"I knew we were in hell," Ico said.
Raven looked thoughtful. "Maybe you should collect some of your sulfur."
"What for?"
"We're in a world of scarce resources. Something like that could be useful."
Amaya shrugged. "I could. We don't have much else left to carry except Tucker." She got up to gather some.
"I'll help," Raven said, standing to brush herself off. "Knowledge like yours is vital. It's the only edge we have."
"Yes. It's just when the facts get ahead of wisdom that we get into trouble."

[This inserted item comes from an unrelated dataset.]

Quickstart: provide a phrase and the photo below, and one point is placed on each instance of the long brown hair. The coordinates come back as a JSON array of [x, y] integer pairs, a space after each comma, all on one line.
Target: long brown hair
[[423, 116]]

Raven nodded. "So are you finding it?"
"Wisdom? More than I bargained for, I think."
Her new companion smiled. "It's nice to have another woman along."
Amaya looked surprised at that. "Is it?"
"You can talk to men only up to a certain point."
She winked. "Then you think of other things to do with them." Jaunty now, glowing from Raven's appreciation of her abilities, she led the way to scrape some sulfur.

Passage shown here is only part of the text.